Interaktivität ist des Weiteren auch insofern von Bedeutung, als dass unsere Notenschrift durch ihre Zweidimensionalität sowie durch die Verwendung grafischer Elemente geprägt ist. Nun findet man aber grafische Elemente und eine Zweidimensionalität nicht nur in der Musik. Auch andere Wissenschaften brauchen sie, um gewisse Sachverhalte wie z. B. Formeln (z. B. in der Mathematik oder Physik), Molekülstrukturen (z. B. in der Chemie oder Biologie), Lautschrift (z. B. in der Germanistik) etc. darzustellen.
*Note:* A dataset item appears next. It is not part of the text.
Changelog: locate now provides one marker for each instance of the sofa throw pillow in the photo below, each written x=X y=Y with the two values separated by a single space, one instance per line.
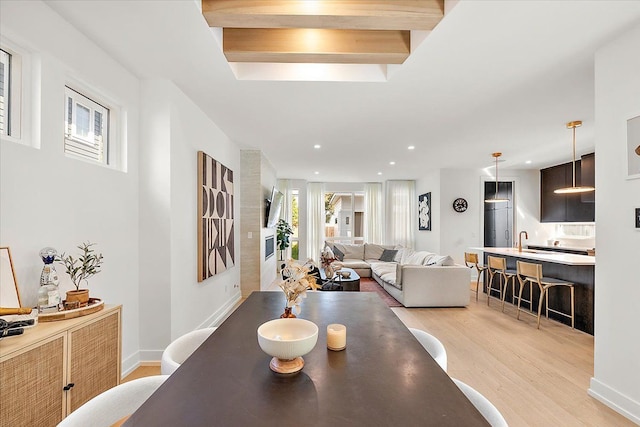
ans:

Der große Unterschied – und genau das ist der entscheidende Punkt, der die Musiknotation so erschwert – liegt aber in der Überlagerung einzelner Zeichen. In allen anderen Bereichen grenzen sich die zu druckenden Zeichen der einzelnen Formeln etc. deutlich voneinander ab und dies ist der Grund, warum sich hier der Typendruck ziemlich einfach anwenden lässt. »Bei der Notenschrift liegt die Sache völlig anders. Sie ist ohne Überschneidungen ihrer textuellen und grafischen Anteile in der uns bekannten Form nicht vorstellbar. Man denke dabei etwa an Notenköpfe, die auf System- oder Hilfslinien liegen, an Balken, die Notenhälse einer anderen Stimme schneiden oder an ineinandergeschobene Akkordtrauben«, schreibt Gieseking in [Gieseking(2001a), S. 26].

Die große Herausforderung für Musikwissenschaftler, Mathematiker und Informatiker besteht nun darin, komplexe Algorithmen zu entwickeln, die diesen Problem gerecht werden und sie lösen. Dies ist ansatzweise auch schon gut gelungen.